At this point the Container Apps service is available only in the northeurope and canadacentral regions.

The script will perform the following actions:

  • install container apps az extension
  • create a resource group
  • create a container app environment
  • create a container app
  • deploy a hello world container to the container app
  • expose URL where you can check the web app live
  • provide instructions to clean up resources

Once the script finishes, a URL with the running web app will be displayed as well as a command to delete the environment afterwards.

Script output

The URL should show a running hello world app:


Container Apps integrate fully with Azure Monitor observability. Navigate to Azure Portal and find the resource group

If you have accepted the default values it will be rg-app-container-test

From there we can execute a simple query to read the stdin logs from the sample app:

ContainerAppConsoleLogs_CL
| where ContainerAppName_s == 'my-container-app'
| project ContainerAppName_s, ContainerImage_s, format_datetime(TimeGenerated, "hh:mm:ss"), RevisionName_s, EnvironmentName_s, Log_s

State Store with Bicep

To start with the example, navigate to the 2.Bicep-Deploy directory and run setup.sh.

Bicep is out of scope for this article, but if you are interested, it’s worth poining out that together with az CLI, it creates a nice combination of imperative and declarative style of IaC.

The script will deploy the following infrastructure to Azure:

  • create a resource group
  • create a container app environment
  • create a container app
  • create a storage account with a default container named “test container”
  • deploy a simple Go API container (GithubDocker) to interact with the storage account

The script with output a URL of the container app. You can navigate to it using Ctrl + click. After a while, you should see a message that sample blob files were created.
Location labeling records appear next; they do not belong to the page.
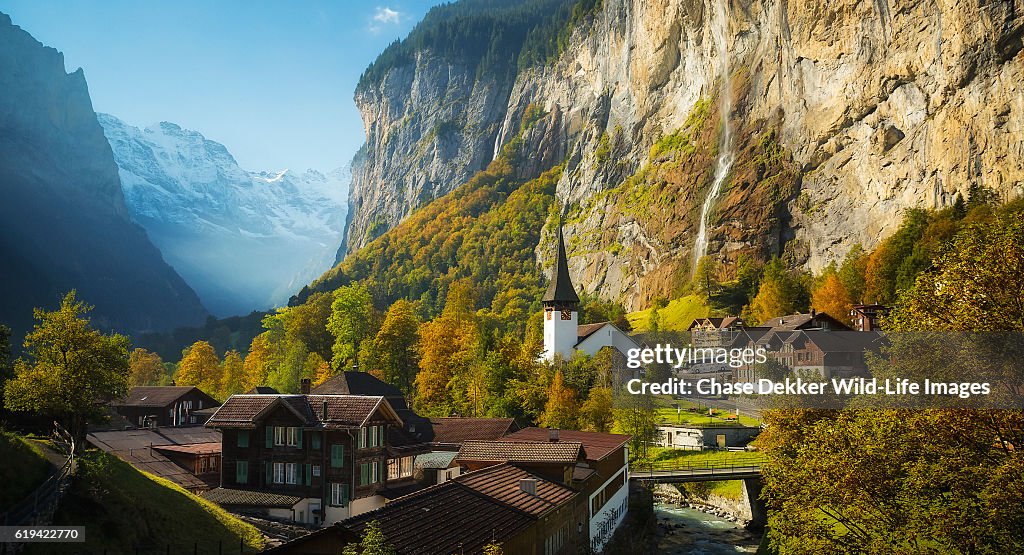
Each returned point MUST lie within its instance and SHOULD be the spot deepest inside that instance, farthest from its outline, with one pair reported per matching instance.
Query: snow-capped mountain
(243, 240)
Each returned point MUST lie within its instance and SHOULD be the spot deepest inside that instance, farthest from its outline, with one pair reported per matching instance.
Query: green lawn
(123, 509)
(693, 413)
(676, 316)
(674, 457)
(24, 468)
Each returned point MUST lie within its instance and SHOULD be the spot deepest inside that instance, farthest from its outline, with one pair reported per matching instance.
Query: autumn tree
(780, 293)
(561, 411)
(391, 355)
(350, 322)
(70, 371)
(936, 479)
(145, 369)
(232, 375)
(597, 410)
(448, 346)
(200, 367)
(258, 363)
(832, 297)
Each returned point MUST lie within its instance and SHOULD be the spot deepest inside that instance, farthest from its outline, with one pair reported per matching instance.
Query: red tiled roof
(342, 411)
(458, 430)
(156, 395)
(596, 445)
(194, 449)
(520, 452)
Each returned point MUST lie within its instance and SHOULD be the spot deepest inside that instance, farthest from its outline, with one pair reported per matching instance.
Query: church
(562, 333)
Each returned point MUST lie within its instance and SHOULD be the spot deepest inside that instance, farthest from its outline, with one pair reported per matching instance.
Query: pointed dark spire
(560, 291)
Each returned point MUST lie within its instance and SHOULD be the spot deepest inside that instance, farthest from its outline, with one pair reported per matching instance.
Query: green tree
(392, 355)
(145, 369)
(561, 411)
(350, 322)
(70, 371)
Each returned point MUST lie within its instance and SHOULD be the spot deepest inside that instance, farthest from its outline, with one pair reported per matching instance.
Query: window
(337, 456)
(370, 473)
(339, 495)
(287, 435)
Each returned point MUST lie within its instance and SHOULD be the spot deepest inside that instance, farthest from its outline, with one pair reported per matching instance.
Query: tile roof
(342, 411)
(155, 395)
(133, 447)
(520, 452)
(458, 430)
(360, 383)
(224, 496)
(596, 445)
(193, 449)
(471, 510)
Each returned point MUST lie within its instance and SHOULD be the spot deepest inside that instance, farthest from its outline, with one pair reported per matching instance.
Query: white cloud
(385, 15)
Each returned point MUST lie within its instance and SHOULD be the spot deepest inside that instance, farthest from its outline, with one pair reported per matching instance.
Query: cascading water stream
(725, 154)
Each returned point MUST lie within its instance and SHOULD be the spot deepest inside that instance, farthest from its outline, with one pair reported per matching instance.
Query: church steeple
(561, 317)
(560, 292)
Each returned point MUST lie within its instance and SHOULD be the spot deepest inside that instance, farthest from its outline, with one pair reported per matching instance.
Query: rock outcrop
(64, 222)
(845, 115)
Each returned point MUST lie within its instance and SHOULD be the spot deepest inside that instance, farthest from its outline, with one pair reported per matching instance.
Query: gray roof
(561, 290)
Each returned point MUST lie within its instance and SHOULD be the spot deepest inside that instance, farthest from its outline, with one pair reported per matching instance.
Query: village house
(147, 407)
(329, 454)
(503, 504)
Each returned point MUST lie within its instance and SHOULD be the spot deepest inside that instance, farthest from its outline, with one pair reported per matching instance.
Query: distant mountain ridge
(244, 240)
(64, 221)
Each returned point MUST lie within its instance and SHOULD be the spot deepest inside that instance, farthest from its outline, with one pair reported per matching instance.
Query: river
(689, 531)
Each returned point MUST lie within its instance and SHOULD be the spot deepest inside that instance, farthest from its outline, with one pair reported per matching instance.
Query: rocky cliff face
(245, 241)
(64, 223)
(843, 116)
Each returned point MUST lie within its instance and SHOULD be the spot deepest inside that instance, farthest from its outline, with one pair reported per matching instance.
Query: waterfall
(719, 29)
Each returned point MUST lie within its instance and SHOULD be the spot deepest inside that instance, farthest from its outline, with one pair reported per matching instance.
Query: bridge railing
(732, 466)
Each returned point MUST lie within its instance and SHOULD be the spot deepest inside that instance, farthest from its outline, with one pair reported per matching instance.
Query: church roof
(561, 289)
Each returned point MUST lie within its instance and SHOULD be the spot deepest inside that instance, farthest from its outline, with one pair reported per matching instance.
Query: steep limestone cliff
(843, 116)
(64, 223)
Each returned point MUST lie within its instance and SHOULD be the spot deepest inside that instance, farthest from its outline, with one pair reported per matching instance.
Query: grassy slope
(676, 316)
(23, 470)
(122, 508)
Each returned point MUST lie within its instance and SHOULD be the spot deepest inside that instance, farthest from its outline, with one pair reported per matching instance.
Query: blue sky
(272, 81)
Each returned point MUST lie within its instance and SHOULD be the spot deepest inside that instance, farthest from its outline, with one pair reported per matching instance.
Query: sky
(270, 80)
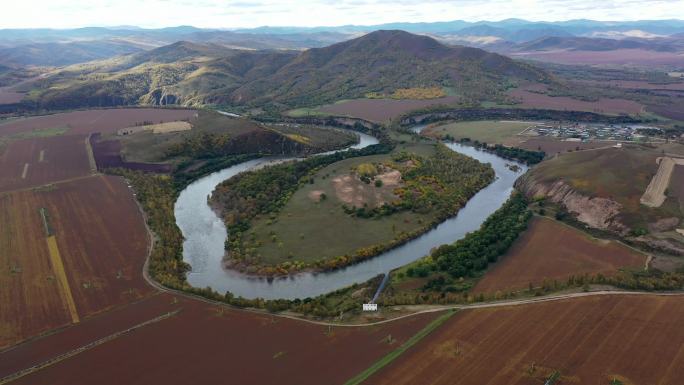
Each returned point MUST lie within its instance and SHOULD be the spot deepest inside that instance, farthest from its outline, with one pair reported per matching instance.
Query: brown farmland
(605, 106)
(635, 84)
(550, 250)
(553, 146)
(30, 298)
(49, 160)
(205, 344)
(103, 245)
(8, 96)
(677, 184)
(91, 121)
(380, 110)
(637, 57)
(672, 111)
(590, 340)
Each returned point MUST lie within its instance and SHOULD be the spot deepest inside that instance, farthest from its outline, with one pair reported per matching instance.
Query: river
(205, 234)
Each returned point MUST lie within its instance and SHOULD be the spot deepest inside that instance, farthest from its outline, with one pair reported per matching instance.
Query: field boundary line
(396, 353)
(58, 267)
(91, 155)
(25, 171)
(73, 352)
(57, 182)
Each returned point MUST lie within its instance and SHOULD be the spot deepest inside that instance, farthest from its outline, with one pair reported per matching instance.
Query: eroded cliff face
(596, 212)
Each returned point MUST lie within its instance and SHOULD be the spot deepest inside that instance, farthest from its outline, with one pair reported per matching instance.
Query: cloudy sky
(253, 13)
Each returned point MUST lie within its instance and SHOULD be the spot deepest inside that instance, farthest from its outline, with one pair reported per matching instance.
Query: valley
(342, 205)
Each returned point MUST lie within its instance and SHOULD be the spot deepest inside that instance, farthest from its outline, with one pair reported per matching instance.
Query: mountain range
(49, 47)
(192, 74)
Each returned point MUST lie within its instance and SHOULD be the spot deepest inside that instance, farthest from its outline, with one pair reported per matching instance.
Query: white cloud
(252, 13)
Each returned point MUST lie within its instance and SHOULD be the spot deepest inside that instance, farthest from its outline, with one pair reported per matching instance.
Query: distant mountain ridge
(191, 74)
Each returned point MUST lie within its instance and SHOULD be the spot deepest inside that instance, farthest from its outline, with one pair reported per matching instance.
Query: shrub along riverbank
(439, 184)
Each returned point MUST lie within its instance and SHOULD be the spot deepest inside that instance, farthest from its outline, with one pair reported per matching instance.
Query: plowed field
(102, 243)
(591, 340)
(554, 251)
(91, 121)
(206, 344)
(35, 162)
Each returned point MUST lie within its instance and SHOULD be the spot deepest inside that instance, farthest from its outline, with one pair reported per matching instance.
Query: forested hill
(383, 61)
(193, 74)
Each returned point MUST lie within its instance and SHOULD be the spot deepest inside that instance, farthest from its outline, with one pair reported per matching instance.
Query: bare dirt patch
(353, 191)
(654, 196)
(677, 185)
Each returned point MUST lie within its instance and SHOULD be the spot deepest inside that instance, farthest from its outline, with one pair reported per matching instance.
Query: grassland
(309, 228)
(621, 175)
(531, 261)
(386, 360)
(216, 134)
(493, 132)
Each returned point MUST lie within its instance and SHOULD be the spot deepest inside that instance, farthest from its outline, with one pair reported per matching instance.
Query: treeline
(263, 191)
(472, 254)
(200, 146)
(157, 195)
(441, 184)
(466, 113)
(513, 153)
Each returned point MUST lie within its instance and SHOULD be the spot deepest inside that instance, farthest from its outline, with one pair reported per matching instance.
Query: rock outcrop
(596, 212)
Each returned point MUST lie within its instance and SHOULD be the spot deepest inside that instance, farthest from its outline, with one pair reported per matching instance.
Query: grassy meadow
(309, 228)
(490, 131)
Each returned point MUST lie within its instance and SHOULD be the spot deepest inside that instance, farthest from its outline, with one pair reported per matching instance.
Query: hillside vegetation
(190, 74)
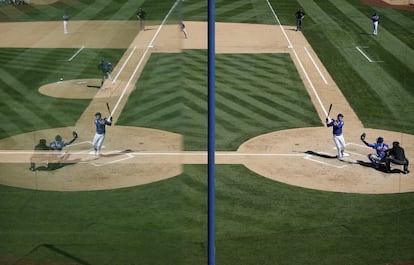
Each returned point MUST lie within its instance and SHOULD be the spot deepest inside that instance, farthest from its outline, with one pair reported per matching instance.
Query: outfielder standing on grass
(141, 14)
(38, 157)
(65, 23)
(106, 68)
(183, 29)
(338, 137)
(57, 146)
(375, 19)
(99, 137)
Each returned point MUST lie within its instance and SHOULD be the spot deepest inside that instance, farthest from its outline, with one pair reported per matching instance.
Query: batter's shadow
(126, 151)
(309, 152)
(56, 166)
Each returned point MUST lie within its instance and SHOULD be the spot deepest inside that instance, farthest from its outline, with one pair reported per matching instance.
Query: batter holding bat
(99, 137)
(338, 136)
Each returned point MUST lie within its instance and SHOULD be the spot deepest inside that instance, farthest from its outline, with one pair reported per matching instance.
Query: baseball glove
(363, 136)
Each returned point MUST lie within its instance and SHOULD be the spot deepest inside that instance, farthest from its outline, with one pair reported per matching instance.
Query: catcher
(381, 151)
(57, 146)
(54, 159)
(397, 156)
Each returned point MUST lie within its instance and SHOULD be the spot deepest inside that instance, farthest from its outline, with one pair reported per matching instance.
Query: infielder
(141, 14)
(65, 23)
(375, 18)
(106, 68)
(38, 157)
(380, 147)
(57, 146)
(338, 137)
(99, 137)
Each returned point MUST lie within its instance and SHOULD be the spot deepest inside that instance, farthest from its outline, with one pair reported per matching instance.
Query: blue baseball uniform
(375, 19)
(99, 137)
(338, 137)
(106, 68)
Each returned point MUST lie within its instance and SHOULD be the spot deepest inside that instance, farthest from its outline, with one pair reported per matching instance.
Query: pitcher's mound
(76, 89)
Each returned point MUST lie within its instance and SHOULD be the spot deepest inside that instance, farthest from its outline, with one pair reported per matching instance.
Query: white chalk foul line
(76, 53)
(359, 48)
(298, 59)
(151, 44)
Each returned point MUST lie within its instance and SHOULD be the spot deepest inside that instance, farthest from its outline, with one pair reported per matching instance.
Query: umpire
(396, 155)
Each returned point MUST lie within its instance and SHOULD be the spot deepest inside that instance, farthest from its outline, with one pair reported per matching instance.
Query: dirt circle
(306, 157)
(116, 168)
(135, 156)
(73, 89)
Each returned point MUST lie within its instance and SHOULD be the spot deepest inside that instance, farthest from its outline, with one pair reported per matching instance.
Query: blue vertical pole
(211, 132)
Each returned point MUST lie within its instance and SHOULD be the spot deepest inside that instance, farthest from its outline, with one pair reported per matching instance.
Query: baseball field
(282, 197)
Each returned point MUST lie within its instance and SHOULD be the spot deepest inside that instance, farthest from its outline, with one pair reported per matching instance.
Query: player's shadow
(320, 154)
(381, 167)
(93, 86)
(56, 166)
(126, 151)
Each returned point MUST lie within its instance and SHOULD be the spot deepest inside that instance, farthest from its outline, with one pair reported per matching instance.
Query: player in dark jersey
(98, 139)
(381, 152)
(338, 136)
(300, 15)
(397, 156)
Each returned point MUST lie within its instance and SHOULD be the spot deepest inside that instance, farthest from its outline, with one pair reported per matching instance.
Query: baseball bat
(109, 109)
(329, 110)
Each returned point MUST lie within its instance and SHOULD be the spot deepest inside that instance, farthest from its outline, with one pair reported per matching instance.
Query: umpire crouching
(396, 155)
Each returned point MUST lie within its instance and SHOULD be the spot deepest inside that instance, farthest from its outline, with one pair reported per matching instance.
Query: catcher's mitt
(363, 136)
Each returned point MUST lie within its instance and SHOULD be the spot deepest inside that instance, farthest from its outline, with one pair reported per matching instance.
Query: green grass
(254, 101)
(259, 221)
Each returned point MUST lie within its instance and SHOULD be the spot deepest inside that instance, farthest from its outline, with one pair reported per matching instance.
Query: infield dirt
(302, 157)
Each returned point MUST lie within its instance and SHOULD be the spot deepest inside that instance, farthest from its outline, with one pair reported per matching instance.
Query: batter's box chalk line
(115, 153)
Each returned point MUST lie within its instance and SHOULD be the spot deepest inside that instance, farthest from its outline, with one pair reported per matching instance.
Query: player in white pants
(337, 134)
(99, 137)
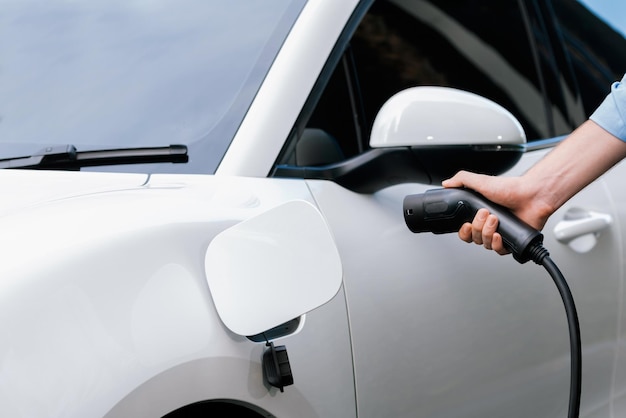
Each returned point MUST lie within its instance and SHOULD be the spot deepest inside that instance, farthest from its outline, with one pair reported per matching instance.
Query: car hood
(29, 188)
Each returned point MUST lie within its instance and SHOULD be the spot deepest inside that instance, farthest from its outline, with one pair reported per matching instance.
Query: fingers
(482, 231)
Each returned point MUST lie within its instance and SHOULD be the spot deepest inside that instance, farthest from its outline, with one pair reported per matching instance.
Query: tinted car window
(117, 73)
(596, 47)
(509, 51)
(481, 47)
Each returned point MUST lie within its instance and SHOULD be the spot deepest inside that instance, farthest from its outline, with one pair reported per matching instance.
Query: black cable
(542, 257)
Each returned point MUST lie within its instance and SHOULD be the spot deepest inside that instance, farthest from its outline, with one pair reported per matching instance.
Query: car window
(508, 51)
(129, 73)
(593, 36)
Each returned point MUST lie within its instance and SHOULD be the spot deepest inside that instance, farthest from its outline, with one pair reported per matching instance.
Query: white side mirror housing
(442, 116)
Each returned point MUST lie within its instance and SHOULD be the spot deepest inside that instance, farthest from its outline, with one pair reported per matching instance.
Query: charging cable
(442, 211)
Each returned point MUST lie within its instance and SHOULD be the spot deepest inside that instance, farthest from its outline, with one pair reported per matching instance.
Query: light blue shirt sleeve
(611, 114)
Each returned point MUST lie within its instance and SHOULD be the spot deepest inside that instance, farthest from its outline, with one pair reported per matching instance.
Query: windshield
(134, 73)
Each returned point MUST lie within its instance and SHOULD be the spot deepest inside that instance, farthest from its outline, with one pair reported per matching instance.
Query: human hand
(510, 192)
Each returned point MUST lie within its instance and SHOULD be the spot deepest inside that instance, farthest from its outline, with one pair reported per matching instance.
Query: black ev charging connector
(441, 211)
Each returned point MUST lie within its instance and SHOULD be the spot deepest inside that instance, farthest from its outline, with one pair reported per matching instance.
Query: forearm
(580, 159)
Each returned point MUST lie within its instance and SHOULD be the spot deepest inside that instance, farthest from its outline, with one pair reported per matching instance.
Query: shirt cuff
(610, 115)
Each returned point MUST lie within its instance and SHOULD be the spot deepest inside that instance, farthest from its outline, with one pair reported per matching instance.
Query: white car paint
(105, 308)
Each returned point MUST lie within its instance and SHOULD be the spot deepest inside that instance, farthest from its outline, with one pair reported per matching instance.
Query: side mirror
(425, 135)
(427, 117)
(272, 268)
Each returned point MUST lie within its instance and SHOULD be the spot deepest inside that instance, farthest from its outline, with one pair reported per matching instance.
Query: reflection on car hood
(24, 188)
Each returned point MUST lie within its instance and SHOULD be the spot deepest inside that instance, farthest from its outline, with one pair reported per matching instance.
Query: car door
(439, 328)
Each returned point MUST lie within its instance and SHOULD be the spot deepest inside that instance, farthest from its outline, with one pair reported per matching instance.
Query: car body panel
(145, 252)
(294, 72)
(105, 308)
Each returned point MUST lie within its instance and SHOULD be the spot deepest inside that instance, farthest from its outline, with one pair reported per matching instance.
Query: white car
(201, 209)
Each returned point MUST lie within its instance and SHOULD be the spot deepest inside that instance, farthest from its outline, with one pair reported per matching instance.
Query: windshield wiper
(67, 158)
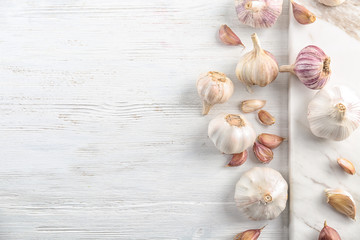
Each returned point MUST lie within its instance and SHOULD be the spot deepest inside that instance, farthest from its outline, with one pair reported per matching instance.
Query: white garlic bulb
(261, 193)
(334, 113)
(258, 67)
(258, 13)
(331, 3)
(231, 133)
(214, 87)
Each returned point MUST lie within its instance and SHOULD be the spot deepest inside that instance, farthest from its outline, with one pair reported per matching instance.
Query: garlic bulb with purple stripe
(312, 67)
(334, 113)
(258, 13)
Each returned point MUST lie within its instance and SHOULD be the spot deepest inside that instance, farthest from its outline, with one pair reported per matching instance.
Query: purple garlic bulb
(312, 67)
(258, 13)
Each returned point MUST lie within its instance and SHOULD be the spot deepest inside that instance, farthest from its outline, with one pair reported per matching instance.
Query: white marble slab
(313, 165)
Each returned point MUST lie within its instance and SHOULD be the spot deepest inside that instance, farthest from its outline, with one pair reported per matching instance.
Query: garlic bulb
(231, 133)
(334, 113)
(258, 67)
(312, 67)
(258, 13)
(331, 3)
(214, 87)
(261, 193)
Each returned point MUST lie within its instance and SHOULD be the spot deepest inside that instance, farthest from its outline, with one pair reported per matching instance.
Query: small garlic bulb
(331, 3)
(261, 193)
(258, 67)
(258, 13)
(213, 88)
(334, 113)
(231, 133)
(312, 67)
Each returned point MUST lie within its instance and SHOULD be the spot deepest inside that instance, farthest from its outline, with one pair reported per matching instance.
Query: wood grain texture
(102, 136)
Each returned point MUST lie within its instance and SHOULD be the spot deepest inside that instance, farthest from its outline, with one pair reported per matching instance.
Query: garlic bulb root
(258, 67)
(261, 193)
(312, 67)
(258, 13)
(334, 113)
(231, 133)
(214, 88)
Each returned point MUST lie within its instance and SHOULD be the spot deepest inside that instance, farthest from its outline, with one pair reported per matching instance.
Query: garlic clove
(312, 67)
(258, 13)
(331, 3)
(261, 193)
(231, 133)
(334, 113)
(251, 234)
(341, 201)
(346, 165)
(328, 233)
(270, 140)
(257, 67)
(266, 118)
(214, 88)
(238, 159)
(302, 14)
(228, 37)
(252, 105)
(263, 153)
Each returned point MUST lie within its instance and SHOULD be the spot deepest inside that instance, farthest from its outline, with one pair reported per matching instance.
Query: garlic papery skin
(312, 67)
(213, 88)
(258, 13)
(334, 113)
(231, 133)
(261, 193)
(332, 3)
(258, 67)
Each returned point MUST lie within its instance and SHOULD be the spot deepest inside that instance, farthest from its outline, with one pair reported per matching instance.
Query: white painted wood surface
(102, 136)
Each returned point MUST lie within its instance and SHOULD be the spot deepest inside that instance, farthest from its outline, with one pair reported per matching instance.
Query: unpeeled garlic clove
(263, 153)
(347, 166)
(228, 37)
(331, 3)
(312, 67)
(302, 14)
(266, 118)
(328, 233)
(251, 234)
(252, 105)
(238, 159)
(341, 201)
(270, 140)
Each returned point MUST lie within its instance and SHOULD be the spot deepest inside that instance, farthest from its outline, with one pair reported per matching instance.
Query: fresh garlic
(228, 37)
(342, 201)
(258, 13)
(347, 166)
(302, 14)
(331, 3)
(213, 88)
(263, 153)
(270, 140)
(266, 118)
(334, 113)
(261, 193)
(238, 159)
(231, 133)
(312, 67)
(258, 67)
(252, 105)
(252, 234)
(328, 233)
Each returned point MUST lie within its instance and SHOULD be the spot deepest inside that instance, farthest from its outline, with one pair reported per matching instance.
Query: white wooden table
(101, 132)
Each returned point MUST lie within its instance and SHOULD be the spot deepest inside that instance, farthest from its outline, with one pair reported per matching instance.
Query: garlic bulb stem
(255, 5)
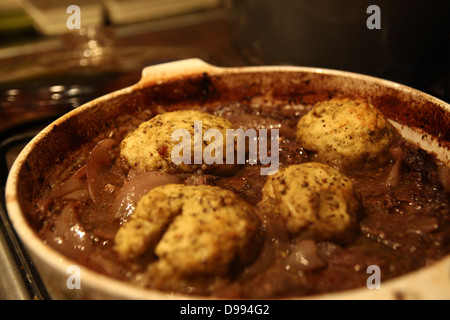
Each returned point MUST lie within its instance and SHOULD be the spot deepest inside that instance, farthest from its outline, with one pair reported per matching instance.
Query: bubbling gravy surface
(403, 220)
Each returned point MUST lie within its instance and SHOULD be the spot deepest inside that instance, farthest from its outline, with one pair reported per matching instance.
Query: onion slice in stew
(133, 189)
(393, 179)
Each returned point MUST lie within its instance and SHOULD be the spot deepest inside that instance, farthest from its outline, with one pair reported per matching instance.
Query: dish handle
(176, 69)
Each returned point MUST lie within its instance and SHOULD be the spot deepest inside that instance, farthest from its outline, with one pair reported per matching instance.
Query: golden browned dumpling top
(314, 200)
(346, 133)
(150, 146)
(193, 230)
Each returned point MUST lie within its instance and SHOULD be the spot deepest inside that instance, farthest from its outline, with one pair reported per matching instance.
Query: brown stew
(404, 226)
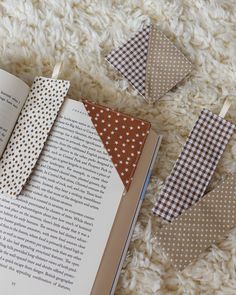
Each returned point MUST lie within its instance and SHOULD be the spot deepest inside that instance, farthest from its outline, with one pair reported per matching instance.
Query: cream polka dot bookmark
(202, 225)
(150, 62)
(31, 131)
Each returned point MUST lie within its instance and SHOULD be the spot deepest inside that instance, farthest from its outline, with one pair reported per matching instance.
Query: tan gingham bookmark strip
(166, 65)
(123, 137)
(150, 62)
(195, 166)
(202, 225)
(30, 133)
(130, 59)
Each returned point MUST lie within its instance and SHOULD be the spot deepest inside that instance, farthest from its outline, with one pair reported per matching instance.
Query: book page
(13, 93)
(53, 236)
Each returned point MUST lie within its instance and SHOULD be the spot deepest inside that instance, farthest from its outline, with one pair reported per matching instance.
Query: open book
(68, 230)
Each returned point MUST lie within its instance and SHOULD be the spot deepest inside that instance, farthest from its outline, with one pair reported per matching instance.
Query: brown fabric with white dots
(201, 226)
(30, 133)
(166, 66)
(150, 62)
(123, 137)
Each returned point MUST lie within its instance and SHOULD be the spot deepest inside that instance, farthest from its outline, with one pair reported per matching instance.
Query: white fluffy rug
(34, 34)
Go to the Azure resource group (rg-test-containerapps by default) and check for blobs in the test-container. You should see at least 2 files. Refreshing the URL will generate additional files.

Blobs created by API

The test API writes logs to stdout using the Go fmt library, you can see custom logs in the Azure Monitor workspace.

API custom logs
ContainerAppConsoleLogs_CL
| where ContainerAppName_s == 'sample-app'
| project ContainerAppName_s, ContainerImage_s, format_datetime(TimeGenerated, "hh:mm:ss"), RevisionName_s, EnvironmentName_s, Log_s

So how does it work?

If you look closely at the bicep template, you can see that it defines an envVar array with configuration and secret references. If you are familiar with Kubernetes, this is how secrets are referenced in a pod spec. Remember that bicep is just a superset of ARM JSON, so it has all the fields exposed by Container App API.

The secret is exposed to the container during runtime, so as long as you are using the same environmental variables in your API, you should be able to interact with the storage account in the same way.

The benefit of this approach is that the storage account key is never shared, stored in the source code repository or embedded in an image.